West Side Story
West Side Story, en 1961, est cette comédie musicale de Robert Wise et Jerome Robbins qu'on a couronnée de dix Oscars et qu'on n'arrive plus aujourd'hui à regarder sans le malaise considérable qu'elle suscite : des Portoricains joués majoritairement par des Blancs maquillés en brun, dansant des chorégraphies stylisées de gang dans un Manhattan reconstitué en studio, sur fond de musique de Bernstein qui est, indéniablement, magnifique. La beauté musicale ne rachète pas l'idéologie ; elle la rend juste plus séduisante, ce qui est parfois pire.
Natalie Wood joue Maria, jeune Portoricaine dont la voix chantée est en réalité celle de Marni Nixon, dispositif d'imposture vocale qu'Hollywood a pratiqué pendant trois décennies en accordant tous les crédits à des actrices qui ne chantaient pas. Richard Beymer, en Tony, traverse le film en chemise rouge et regards humides.
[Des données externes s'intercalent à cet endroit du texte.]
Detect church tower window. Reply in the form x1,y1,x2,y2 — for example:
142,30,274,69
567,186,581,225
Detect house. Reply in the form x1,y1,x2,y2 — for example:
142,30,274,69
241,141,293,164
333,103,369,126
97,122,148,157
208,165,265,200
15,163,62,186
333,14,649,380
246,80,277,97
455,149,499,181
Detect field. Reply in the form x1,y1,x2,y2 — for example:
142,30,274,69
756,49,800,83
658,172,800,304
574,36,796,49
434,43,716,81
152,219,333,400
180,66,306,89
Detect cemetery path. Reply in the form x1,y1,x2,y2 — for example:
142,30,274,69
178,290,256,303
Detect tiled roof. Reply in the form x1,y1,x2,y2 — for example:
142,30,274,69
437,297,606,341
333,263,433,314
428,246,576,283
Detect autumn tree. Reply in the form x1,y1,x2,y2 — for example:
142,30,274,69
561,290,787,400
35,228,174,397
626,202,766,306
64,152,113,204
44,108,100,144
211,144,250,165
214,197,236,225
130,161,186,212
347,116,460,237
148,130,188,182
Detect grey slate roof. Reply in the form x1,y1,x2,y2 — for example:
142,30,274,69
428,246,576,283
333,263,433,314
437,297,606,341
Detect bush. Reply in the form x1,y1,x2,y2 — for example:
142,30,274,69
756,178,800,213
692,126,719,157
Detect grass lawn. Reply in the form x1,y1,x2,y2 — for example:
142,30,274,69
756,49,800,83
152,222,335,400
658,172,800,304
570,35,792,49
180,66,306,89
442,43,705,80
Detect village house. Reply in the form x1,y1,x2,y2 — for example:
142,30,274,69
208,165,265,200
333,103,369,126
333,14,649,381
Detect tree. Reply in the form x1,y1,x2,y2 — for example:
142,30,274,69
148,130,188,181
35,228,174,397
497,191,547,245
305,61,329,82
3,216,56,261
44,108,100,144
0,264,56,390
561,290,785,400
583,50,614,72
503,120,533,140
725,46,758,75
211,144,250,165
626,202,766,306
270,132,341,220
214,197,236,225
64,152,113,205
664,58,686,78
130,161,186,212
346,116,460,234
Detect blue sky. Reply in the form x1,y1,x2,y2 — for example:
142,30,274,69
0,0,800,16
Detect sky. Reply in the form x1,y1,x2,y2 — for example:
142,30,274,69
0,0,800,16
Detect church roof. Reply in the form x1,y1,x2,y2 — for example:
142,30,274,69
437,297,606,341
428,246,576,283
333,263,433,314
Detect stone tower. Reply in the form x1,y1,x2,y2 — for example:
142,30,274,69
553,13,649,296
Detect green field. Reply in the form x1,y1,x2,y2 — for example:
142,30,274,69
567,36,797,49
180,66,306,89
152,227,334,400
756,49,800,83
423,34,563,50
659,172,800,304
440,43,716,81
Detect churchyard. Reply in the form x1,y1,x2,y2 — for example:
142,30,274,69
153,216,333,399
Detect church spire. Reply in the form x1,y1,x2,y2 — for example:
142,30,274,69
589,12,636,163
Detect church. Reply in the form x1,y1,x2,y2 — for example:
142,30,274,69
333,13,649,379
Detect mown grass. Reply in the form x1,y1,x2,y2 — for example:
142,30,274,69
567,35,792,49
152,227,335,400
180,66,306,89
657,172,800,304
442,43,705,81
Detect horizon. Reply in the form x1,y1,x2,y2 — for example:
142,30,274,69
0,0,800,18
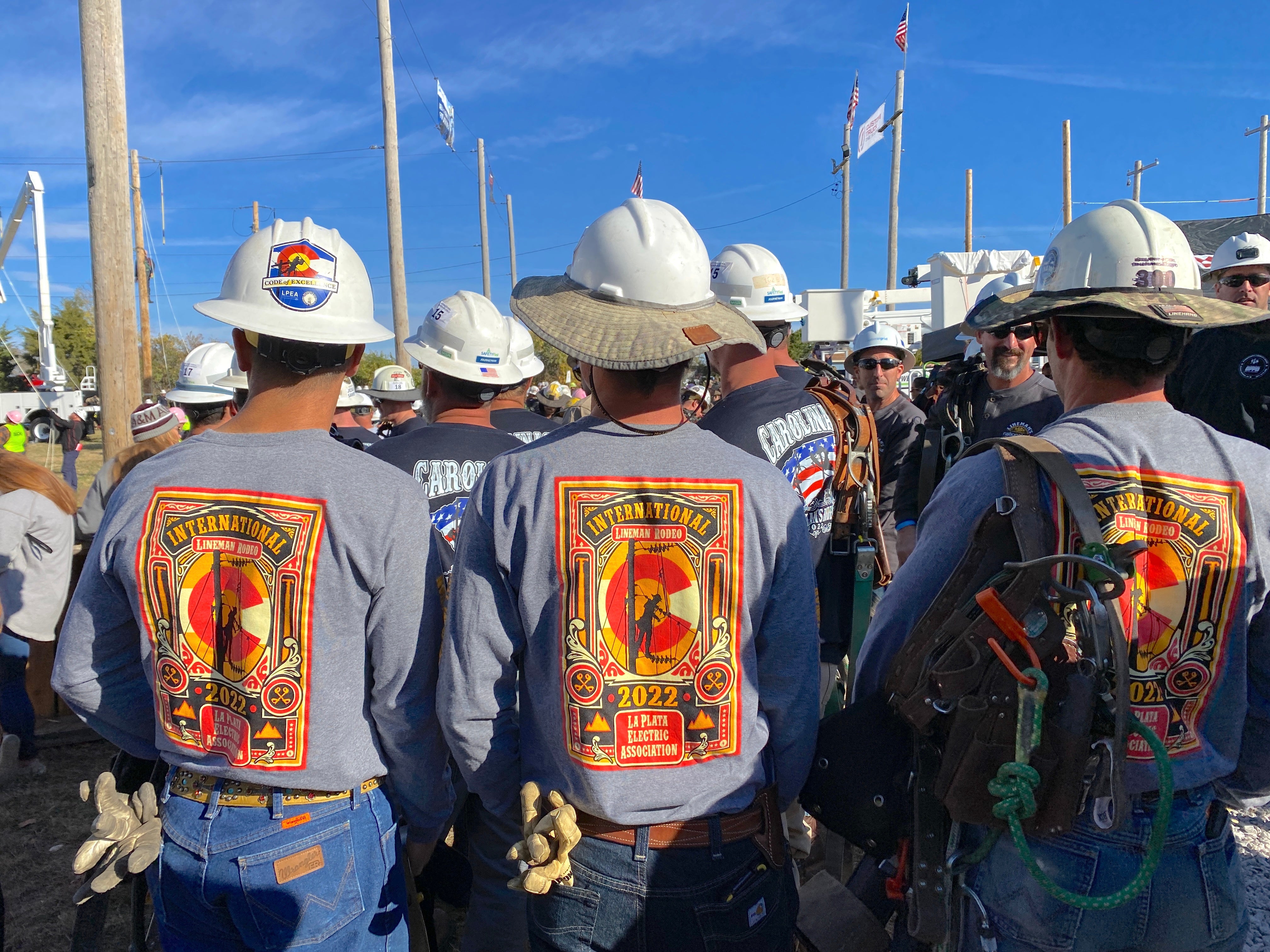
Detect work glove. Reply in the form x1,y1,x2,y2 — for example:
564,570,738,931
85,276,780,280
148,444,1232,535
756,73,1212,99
72,772,163,905
507,781,582,896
Rita Moreno est la seule véritable Portoricaine du casting principal ; elle a obtenu l'Oscar du second rôle, et son discours d'acceptation a été plus court que l'attente qu'elle avait dû subir pour qu'on la reconnaisse.
Les chorégraphies de Robbins, en effet remarquables, font des combats de gang une opération de claquettes urbaines, ce qui constitue une stylisation dont l'effet est de désamorcer toute lecture sociale du film. La violence devient ballet, la pauvreté devient palette, et le spectateur de Manhattan rentre chez lui en sifflant 'I Feel Pretty' sans avoir compris quoi que ce soit aux Portoricains de Manhattan.
1961, c'est aussi l'année du Freedom Rides aux États-Unis, c'est-à-dire le moment où des activistes pour les droits civiques se font tabasser à coups de barre de fer dans le Sud. Hollywood, à New York, faisait danser des banlieusards en cuir.
🎬 Le saviez-vous ?
Natalie Wood aurait passé six mois à apprendre l'accent portoricain auprès d'une coach personnelle, performance qu'on a entendu zéro seconde dans le film puisque toutes ses parties chantées ont été doublées par une autre actrice.